My input is a string in this (spintax) format,
"The {PC|Personal Computer|Desktop} is in {good|great|fine|excellent} condition"
Then using itertools, I generate all possible combinations. e.g.
"The PC is in good condition"
"The PC is in great condition"
.
.
.
"The Desktop is in excellent condition"
Out of these strings, I only want to keep the most unique ones based on a similarity threshold, for e.g. only keep strings having similarity of less than 60%. I used SequenceMatcher library but it is does not work well with large data sets (250K+ items) due to looping. Here is the current implementation,
def filter_descriptions(descriptions):
MAX_SIMILAR_ALLOWED = 0.6 #40% unique and 60% similar
i = 0
while i < len(descriptions):
print("Processing {}/{}...".format(i + 1, len(descriptions)))

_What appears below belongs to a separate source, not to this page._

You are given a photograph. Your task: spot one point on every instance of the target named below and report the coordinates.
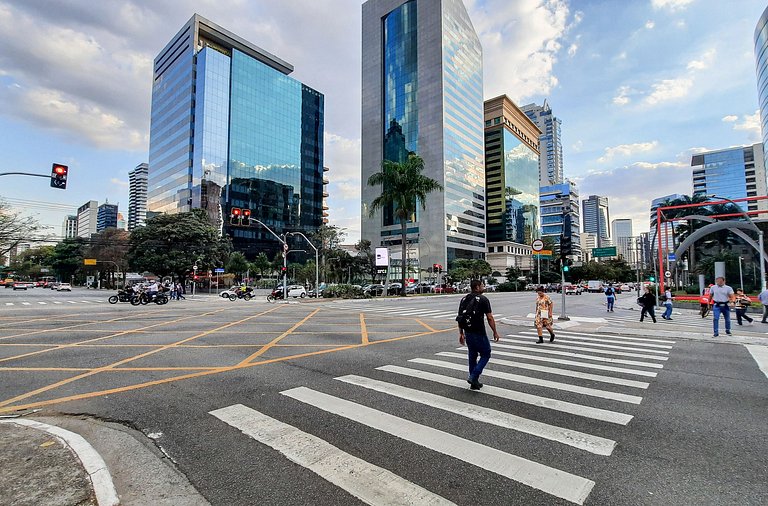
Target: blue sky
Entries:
(639, 86)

desc_to_evaluate = descriptions[i]
j = i + 1
while j < len(descriptions):
similarity_ratio = SequenceMatcher(None, desc_to_evaluate, descriptions[j]).ratio()
if similarity_ratio > MAX_SIMILAR_ALLOWED:
del descriptions[j]
else:
j += 1
i += 1
return descriptions
I am shortening the list (almost) every iteration, to speed up the process. But I definitely need a faster algorithm to tackle this. I tried Cosine Similarity too, but ran into scaling issues there. It worked ok for about 10K items, but above that it just stuck my machine. Here's the implementation,
from sklearn.metrics.pairwise import cosine_similarity
tfidf_vectorizer = TfidfVectorizer()
tfidf_matrix = tfidf_vectorizer.fit_transform(descriptions)
val = cosine_similarity(tfidf_matrix[:10000], tfidf_matrix[:10000])
Any optimized solution for this? All I want is to pick n most unique strings from the list.